Once the user has been created, navigate back to JupyterHub and Log in.

Nice! We can now access JupyterHub on SAP BTP.
You can use JupyterHub as you normally do on your local environment, such as creating a new Python3 script. If you require any data science libraries (such as Pandas, Numpy), remember to use pip in the command line to install them.

Conclusion

In this article, we have been introduced to SAP BTP, Kyma runtime, and its containerisation technology. The Kyma runtime allows you to expand computing resources in minutes when you need to train a machine learning model with large datasets. We have also seen how JupyterHub can be deployed quickly on SAP BTP using the Kyma runtime.

In Part II of this series, we’ll learn how to connect our Kyma runtime to a data lake storage to start analysing big data and build a machine learning model.

Thank you for reading the first article in this series! Please try the steps for yourselves and leave a comment to share your experience, thoughts, or ask any questions. The resources I used during this project are provided below.

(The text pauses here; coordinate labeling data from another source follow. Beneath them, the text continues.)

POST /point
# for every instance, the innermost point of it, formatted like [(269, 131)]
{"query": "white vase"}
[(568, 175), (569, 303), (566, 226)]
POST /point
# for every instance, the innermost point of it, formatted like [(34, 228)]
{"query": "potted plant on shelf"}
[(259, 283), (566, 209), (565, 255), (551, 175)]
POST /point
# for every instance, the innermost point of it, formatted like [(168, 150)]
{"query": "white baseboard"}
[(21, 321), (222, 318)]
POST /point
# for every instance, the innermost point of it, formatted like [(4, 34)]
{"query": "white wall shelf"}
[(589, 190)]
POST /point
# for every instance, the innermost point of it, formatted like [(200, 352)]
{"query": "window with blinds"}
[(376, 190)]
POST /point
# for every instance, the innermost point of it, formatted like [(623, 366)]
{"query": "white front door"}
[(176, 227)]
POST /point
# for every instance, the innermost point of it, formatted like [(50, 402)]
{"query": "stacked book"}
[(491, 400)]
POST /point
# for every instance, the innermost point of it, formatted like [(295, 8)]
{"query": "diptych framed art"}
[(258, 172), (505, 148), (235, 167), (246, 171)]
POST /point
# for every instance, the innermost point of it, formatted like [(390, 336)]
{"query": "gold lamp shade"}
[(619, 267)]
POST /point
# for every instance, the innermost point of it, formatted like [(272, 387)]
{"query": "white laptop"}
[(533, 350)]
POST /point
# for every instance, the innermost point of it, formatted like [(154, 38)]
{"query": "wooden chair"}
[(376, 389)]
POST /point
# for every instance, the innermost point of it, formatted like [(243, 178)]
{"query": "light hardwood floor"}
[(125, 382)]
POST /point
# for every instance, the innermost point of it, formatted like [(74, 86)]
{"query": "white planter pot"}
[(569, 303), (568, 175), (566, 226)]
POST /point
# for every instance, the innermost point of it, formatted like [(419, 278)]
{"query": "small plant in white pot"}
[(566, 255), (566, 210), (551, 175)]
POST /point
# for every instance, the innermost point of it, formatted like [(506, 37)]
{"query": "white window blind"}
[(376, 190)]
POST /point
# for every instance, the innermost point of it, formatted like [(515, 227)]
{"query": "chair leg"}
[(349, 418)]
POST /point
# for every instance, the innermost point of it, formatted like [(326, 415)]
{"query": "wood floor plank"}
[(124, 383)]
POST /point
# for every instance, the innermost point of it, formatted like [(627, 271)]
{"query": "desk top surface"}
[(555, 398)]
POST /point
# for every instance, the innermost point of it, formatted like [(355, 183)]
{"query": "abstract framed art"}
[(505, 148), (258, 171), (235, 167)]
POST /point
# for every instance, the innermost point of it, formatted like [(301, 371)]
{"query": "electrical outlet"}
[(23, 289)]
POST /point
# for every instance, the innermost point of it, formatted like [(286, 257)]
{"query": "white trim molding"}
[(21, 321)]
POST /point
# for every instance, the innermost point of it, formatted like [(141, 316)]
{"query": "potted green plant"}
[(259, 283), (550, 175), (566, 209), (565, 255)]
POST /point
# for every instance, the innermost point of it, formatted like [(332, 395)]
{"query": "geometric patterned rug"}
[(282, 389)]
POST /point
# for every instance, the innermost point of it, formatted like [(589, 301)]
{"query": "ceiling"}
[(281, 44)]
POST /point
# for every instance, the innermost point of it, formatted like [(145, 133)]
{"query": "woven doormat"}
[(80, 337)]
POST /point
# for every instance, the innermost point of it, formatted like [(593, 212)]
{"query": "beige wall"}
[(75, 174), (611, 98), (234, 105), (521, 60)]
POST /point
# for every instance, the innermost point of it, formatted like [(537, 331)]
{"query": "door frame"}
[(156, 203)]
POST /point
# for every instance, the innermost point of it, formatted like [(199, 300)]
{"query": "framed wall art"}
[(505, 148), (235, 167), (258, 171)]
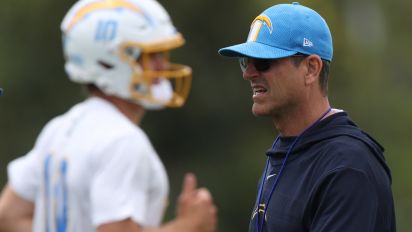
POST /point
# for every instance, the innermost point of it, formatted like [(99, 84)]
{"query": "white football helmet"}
[(109, 43)]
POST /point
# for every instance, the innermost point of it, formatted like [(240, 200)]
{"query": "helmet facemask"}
[(155, 87)]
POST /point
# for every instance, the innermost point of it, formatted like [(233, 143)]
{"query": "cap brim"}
[(255, 50)]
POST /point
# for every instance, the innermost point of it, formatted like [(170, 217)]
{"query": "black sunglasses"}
[(261, 65)]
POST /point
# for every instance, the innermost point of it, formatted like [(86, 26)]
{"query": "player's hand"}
[(195, 207)]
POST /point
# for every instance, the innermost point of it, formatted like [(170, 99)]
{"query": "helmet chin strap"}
[(161, 92)]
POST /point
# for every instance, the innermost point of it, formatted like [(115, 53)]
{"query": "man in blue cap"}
[(323, 173)]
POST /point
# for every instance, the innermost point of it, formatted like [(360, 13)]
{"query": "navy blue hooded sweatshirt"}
[(335, 179)]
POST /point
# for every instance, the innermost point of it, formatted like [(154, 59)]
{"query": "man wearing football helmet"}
[(92, 168)]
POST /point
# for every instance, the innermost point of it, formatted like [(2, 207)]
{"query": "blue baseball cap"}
[(284, 30)]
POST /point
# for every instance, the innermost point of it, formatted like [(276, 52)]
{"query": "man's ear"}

References and Further Reading:

Manage your First Container using Kubernetes in SAP Cloud Platform, Kyma Runtime : https://blogs.sap.com/2021/01/07/manage-your-first-container-using-kubernetes-in-sap-cloud-platform-...
Selecting a Docker Image:
https://jupyter-docker-stacks.readthedocs.io/en/latest/using/selecting.html
How to Run Jupyter Notebook on Docker:
https://towardsdatascience.com/how-to-run-jupyter-notebook-on-docker-7c9748ed209f

former_member194460 · ‎06-03-2021

Hi Raj, I really appreciate your work!

There is a problem, so far I try to upload the yaml file. Do you have any idea what the reason could be?

Error: Could not deploy resources Error: GraphQL error "Resource already exists"

Thanks a lot!

former_member746019 · ‎06-10-2021

Hi Dirk, thank you for your question.

Have you tried creating a new namespace and then deploying the .yaml? I was able to replicate this error by deploying my .yaml in the same namespace. You could also try deleting any current deployments in your namespace if they have the same name.

Please let me know if either option works, or if the error persists.

All the best,

Raj

former_member194460 · ‎06-10-2021

Hi Raj,

thanks for your help. I removed more times the namespace and created it again. After that I used a new different namespace and adjusted the yaml file, but the issue did still exist. I didn't get it solved.

So I switched to the CLI and it worked for me.

kubectl create namespace jupyterhub
kubectl apply -f app.yaml

After creating the pod by kubectl command I could create the API Rule and access to JupyterHub. Now I'll continue the K8s journey... 🙂 Thanks!

former_member194460 · ‎06-10-2021

In the end I could follow all your steps! 🙂 As I said already, I really appreciate it. It helped me a lot to get a better picture of the whole different puzzle pieces! Thank you so much!